Visioni

Bonnie Prince Billy, tutti i colori di una voce

Bonnie Prince Billy - foto di Michele FalianiBonnie Prince Billy – foto di Michele Faliani

Live Il tour italiano dell'artista americano, tra antiche memorie folk e ombre di country usate come cornice all’interno della quale dipingere bozzetti di canzoni fragili e monumentali

Pubblicato 4 mesi faEdizione del 19 maggio 2024

Tour italiano per Will Oldham, al secolo Bonnie Prince Billy, il suo alias più prolifico, col quale ha iniziato a pubblicare al tramonto del ventesimo secolo, da sempre a metà del guado tra antiche memorie folk e ombre di country usate come cornice all’interno della quale dipingere bozzetti di canzoni fragili e monumentali sulle gioie e i fallimenti della vita. Capace di dare colori molto diversi ai suoi pezzi, spaziando da arrangiamenti scabri a vesti più sfarzose, negli anni ha sempre mantenuto costante l’intenso potere emotivo e letterario delle sue composizioni, assurte oramai a canone contemporaneo della roots music. L’artista nativo di Louisville, Kentucky, con una carriera cinematografica alle spalle, ha pubblicato ad agosto 2023 Keeping Secrets Will Destroy You, il ventunesimo e  primo lavoro a suo nome da quattro anni a questa parte. Il concerto, nel magnifico scenario del teatro Farnese del capoluogo emiliano, raduna una folta platea di appassionati, che rispondono con entusiasmo a una lunga teoria di canzoni suonate in punta di dita dal trio (chitarra acustica, clarinetto, sassofono, flauto gli strumenti coinvolti).
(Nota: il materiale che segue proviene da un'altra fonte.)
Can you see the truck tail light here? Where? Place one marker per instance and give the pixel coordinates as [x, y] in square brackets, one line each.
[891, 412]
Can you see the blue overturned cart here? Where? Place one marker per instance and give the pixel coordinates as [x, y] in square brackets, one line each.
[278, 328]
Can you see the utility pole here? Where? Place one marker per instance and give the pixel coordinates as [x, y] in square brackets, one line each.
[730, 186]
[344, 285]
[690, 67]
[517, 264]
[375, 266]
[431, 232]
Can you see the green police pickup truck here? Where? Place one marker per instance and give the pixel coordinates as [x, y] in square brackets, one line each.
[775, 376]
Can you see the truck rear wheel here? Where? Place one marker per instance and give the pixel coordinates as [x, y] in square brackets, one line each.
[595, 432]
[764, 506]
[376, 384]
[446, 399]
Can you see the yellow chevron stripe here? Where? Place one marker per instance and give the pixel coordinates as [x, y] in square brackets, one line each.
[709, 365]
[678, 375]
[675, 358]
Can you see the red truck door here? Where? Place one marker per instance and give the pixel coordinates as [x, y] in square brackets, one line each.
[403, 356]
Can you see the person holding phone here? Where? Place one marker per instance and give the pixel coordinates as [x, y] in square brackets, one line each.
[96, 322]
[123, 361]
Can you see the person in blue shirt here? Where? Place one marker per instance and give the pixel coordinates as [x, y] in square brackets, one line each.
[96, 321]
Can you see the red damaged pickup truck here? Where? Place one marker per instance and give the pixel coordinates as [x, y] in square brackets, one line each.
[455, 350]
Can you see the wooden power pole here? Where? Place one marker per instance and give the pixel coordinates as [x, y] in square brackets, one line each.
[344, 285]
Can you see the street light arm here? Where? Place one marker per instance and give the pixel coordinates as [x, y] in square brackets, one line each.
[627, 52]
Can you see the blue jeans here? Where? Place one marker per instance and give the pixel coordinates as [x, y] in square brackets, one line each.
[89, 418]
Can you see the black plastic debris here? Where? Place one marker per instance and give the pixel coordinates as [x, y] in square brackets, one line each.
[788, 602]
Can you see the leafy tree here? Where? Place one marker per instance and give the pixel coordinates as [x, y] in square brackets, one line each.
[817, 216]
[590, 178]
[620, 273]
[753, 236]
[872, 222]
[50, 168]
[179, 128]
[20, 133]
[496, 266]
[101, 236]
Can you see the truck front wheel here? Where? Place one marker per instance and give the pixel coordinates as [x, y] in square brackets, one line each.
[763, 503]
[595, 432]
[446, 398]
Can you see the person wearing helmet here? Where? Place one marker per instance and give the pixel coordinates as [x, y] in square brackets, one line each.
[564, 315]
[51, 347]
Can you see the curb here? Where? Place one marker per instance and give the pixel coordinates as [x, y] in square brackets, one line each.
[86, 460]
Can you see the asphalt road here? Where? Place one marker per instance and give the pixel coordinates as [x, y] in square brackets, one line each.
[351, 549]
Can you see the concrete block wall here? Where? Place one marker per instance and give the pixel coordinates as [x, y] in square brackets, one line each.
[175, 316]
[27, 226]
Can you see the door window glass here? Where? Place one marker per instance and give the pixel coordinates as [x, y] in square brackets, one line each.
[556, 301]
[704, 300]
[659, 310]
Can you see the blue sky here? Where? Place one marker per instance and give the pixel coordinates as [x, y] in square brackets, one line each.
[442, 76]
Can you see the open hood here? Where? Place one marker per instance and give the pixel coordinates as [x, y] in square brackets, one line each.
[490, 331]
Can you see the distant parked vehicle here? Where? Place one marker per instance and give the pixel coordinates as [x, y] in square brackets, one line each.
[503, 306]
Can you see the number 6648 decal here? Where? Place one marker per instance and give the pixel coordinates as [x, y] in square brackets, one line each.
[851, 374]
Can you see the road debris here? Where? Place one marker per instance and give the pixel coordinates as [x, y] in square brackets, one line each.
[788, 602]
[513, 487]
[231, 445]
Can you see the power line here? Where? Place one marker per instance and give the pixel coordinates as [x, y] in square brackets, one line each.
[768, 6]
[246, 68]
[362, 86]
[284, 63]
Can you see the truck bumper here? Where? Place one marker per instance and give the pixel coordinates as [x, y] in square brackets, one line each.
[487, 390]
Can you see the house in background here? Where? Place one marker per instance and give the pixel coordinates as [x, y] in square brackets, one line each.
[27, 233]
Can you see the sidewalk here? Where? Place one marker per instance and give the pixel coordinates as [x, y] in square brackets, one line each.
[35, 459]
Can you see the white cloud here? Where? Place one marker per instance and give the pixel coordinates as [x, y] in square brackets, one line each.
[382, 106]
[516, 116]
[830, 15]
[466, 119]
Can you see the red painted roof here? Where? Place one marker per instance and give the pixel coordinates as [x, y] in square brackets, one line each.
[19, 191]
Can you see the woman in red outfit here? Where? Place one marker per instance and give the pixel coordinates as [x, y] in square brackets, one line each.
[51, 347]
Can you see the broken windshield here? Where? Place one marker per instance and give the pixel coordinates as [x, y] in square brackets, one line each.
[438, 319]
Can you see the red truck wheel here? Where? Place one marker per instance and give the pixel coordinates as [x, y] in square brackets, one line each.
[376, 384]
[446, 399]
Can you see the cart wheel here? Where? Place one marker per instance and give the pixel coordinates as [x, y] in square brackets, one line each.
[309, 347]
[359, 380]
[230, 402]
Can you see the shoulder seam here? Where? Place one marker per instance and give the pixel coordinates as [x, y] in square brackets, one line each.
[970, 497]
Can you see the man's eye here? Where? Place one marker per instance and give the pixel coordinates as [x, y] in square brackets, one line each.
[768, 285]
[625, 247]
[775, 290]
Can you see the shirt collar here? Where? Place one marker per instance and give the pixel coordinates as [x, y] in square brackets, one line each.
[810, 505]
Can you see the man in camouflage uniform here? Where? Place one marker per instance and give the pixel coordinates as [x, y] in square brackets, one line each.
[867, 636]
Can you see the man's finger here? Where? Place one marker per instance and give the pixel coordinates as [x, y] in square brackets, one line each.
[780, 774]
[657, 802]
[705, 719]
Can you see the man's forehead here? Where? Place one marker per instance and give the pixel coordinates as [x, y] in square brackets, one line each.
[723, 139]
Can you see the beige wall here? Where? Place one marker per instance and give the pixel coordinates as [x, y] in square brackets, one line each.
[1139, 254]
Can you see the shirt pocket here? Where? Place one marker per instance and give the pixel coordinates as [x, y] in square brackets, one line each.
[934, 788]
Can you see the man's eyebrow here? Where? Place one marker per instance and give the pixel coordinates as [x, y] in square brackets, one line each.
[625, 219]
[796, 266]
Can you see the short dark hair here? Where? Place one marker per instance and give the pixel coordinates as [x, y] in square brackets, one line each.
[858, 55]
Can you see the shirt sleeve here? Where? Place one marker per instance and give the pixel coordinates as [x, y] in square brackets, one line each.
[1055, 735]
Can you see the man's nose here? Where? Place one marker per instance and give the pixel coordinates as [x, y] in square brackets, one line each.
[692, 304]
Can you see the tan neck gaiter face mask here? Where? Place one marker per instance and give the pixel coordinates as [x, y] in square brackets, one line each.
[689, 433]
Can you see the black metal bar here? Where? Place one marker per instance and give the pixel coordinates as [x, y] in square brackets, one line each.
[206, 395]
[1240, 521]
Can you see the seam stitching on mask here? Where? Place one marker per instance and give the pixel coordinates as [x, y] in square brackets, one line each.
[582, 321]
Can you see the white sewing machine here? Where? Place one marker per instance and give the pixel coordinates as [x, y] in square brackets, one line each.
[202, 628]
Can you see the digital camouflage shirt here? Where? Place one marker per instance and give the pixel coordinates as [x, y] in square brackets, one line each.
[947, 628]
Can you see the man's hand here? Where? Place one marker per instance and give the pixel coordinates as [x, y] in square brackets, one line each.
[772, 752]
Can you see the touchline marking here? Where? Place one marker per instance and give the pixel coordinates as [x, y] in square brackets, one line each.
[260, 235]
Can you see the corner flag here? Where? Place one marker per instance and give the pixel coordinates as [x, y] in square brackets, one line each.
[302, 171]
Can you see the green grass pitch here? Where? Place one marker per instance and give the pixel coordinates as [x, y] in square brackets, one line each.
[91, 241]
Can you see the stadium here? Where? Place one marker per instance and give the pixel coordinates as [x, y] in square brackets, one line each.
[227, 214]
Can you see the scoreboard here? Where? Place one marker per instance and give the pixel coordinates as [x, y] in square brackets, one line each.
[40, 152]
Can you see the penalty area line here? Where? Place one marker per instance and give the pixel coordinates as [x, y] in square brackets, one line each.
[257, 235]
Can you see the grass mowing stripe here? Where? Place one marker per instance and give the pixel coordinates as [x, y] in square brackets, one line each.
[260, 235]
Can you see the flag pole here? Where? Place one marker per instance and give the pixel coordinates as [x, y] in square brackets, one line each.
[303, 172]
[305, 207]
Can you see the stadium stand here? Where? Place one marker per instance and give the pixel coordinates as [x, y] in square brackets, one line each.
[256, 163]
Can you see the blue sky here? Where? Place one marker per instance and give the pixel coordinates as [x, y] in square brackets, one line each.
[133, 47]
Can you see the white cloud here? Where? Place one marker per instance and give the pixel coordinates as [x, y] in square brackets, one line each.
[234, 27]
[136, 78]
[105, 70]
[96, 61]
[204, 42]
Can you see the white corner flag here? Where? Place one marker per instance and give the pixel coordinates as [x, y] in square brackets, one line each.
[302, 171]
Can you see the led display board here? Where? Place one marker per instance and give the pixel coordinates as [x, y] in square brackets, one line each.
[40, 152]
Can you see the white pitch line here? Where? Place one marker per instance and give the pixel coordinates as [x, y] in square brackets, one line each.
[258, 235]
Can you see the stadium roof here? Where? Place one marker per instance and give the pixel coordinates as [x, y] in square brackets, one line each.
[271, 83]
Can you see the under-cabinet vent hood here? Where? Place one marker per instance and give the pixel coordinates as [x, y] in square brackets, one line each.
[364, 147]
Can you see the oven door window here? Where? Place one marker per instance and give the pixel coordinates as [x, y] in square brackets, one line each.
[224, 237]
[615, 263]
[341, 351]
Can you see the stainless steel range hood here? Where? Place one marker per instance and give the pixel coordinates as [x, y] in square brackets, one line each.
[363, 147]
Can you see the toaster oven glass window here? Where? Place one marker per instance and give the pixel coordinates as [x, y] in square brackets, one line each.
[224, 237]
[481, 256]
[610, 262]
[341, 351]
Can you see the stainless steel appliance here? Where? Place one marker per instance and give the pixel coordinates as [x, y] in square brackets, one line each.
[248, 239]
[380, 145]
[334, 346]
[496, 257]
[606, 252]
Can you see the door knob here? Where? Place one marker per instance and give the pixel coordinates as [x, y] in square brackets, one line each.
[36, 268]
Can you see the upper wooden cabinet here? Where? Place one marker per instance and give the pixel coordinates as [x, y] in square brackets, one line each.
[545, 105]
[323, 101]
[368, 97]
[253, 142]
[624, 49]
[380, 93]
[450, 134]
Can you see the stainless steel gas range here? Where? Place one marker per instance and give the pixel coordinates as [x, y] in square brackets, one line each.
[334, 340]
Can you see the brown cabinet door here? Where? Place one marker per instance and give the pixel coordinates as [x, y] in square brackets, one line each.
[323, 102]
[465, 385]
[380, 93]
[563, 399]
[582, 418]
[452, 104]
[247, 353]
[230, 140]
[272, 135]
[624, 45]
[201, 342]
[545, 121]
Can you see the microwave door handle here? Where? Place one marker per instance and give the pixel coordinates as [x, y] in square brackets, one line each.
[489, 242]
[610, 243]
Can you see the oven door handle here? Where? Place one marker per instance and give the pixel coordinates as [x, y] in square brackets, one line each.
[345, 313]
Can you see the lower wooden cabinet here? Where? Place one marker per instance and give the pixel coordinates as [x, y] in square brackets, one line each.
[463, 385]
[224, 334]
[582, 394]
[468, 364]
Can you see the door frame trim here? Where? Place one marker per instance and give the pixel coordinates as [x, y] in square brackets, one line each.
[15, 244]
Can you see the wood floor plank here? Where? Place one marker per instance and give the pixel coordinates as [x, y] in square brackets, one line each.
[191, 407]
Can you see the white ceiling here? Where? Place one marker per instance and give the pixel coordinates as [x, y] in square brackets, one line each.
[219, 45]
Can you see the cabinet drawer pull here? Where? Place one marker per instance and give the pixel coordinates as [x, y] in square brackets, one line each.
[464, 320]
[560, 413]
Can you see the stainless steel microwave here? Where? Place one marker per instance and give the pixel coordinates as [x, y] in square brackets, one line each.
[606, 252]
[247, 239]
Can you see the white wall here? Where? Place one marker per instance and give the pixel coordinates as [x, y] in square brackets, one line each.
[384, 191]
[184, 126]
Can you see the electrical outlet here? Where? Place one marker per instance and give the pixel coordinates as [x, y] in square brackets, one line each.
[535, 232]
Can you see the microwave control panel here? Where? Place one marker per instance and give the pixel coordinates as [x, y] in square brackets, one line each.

DA UNA COVER di Phil Ochs a un ricordo di Steve Albini, amico di una vita, omaggiato con I See A Darkness, un vero e proprio classico, tanto da essere interpretato anche da Johnny Cash, l’autore sciorina arte, carisma attoriale e un’interpretazione grondante dinamica e dettagli, che rendono giganti composizioni all’apparenza piccole, sottovoce, sottili, in cui sono l’intenzione, il modo di porgere la voce e l’intima poesia a fare la differenza. Difficile descrivere il segreto che si annida in questi pezzi; bisogna esserci e vederlo dal vivo, disinvolto e informale, lirico e ironico. “Qualche tempo fa ho incontrato una mia compagna di classe di quando avevo nove anni e che non avevo più rivisto. Mi ha raccontato che l’unico ricordo che ha di me è che a quei tempi mi identificavo come un ateo”. Eppure un qualche dio minuscolo e potente pare abitare nelle stanze ariose di questi madrigali, anche se “il tempo è un assassino, come i suoi buoni amici luce, amore e suono.” Oldham mesce con sapienza un distillato country-folk senza tempo: “Metà della nostra vità è andata e nessuno di noi ha agito come avrebbe dovuto”; ci sono un senso di quieta remissione e una luce nitida, quieta e trafitta, ma anche una speranza ad attraversare questi luoghi. Perla in chiusura l’interpretazione in ottimo italiano di L’ultima occasione, portata al successo da Mina nel 1965. L’impressione finale è di aver avuto il privilegio di abbracciare una sequoia secolare nella foresta della canzone americana.